On the street runs next to my apartment, in front of an old brown building, in a central district of Mexico City, each night at midnight a prostitute appears. She is tall, with long black hair, very short black and sequin dresses and heavy makeup. Her lips are red and her eyeshadow dark. She doesn’t appear to have an expression. I’ve never seen her smile, nor have I seen her scowl. She simply waits for a car to stop.
Some nights when I’m coming home form dinner or a friend’s house, I have to cross the street where she waits. I have inadvertently passed her on the sidewalk, and always instinctively speed up my pace. I’ve never stopped to say “buenas noches” (good evening) or “Que tal?” (how are you doing?). It seems like it would be an uncomfortable situation. How would she respond? Would she be friendly? Rude? Would she ignore me?
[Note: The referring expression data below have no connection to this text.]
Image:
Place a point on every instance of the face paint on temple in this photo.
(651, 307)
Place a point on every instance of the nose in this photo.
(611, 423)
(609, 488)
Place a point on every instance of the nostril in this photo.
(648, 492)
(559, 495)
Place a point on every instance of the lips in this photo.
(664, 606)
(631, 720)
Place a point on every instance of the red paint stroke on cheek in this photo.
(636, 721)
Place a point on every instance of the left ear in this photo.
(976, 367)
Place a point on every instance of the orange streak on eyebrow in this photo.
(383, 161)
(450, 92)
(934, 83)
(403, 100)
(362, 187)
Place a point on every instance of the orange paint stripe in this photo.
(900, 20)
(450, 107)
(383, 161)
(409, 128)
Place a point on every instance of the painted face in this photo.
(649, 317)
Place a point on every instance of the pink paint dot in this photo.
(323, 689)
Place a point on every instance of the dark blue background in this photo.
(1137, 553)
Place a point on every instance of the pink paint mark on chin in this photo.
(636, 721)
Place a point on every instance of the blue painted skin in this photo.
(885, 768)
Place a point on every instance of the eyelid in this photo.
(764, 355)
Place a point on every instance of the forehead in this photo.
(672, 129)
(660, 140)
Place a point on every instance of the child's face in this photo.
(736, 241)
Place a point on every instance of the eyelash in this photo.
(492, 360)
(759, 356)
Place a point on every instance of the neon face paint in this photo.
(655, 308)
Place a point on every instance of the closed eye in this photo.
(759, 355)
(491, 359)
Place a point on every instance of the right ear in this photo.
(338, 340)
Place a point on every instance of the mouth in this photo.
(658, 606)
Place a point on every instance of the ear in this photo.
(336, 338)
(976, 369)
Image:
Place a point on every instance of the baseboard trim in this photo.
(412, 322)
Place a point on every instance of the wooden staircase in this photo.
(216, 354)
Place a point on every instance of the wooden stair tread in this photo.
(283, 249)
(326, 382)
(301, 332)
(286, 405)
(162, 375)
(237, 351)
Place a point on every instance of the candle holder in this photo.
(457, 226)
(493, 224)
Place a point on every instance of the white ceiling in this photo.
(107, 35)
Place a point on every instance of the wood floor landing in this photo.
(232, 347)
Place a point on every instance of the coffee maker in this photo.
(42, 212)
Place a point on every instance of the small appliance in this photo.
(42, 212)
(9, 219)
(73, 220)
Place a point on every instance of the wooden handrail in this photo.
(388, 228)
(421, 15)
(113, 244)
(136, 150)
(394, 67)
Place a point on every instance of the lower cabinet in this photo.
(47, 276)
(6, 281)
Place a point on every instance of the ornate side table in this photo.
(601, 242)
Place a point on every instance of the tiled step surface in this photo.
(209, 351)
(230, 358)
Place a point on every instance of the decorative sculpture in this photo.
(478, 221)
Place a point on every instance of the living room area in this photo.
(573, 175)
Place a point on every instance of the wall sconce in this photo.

I walk quickly and in a few seconds, arrive at my apartment door. My journalism classes come to mind and the thought of telling her story. And if I stop to chat with her, would she reply? Has she been interviewed in the past? Were their questions good enough? Did she give curt answers? Did they fail?
There are delicate questions. Themes that you can’t ask about the first time you interview someone. You have to move with caution, or else lose the subject’s trust – therefore lose everything. But you also can’t lose sight of the fact that you are there as a reporter to write about this professional of the night, about whom you know little. You want to write about their pain, about their worries and about their joys. You want to humanize and give a name to this person you pass each night.
If she were in front of me and gave me an interview, the first question would be: How did you come to this profession? Perhaps it would be a painful story, like those that you read in newspapers about girls from the countryside extorted into prostitution. Or perhaps she would surprise me and tell me how she chose this profession on her own.
Perhaps I would ask if she had family. And if her profession was a secret, or if they know she is a prostitute. What happened when they discovered her profession? Did they run her out of the house? Did they accept it? Or did they lock the doors of her home one evening while she was out?
I would also like to know if she thinks of the future. Or if she only lives in the present. If she has passion for something in life, if she has a favorite food. If she likes dogs or if she prefers cats. If she ever pauses to look up at the sky. What color is it for her? Is her sky always grey, or some times tinted red? Is it ever blue? Is it black?
One more night and I open my apartment door and go into my room. The city is vibrant. The music from a party floats through my window. Again its midnight and the prostitute continues her walk. Without a smile, without a scowl. Simply waiting.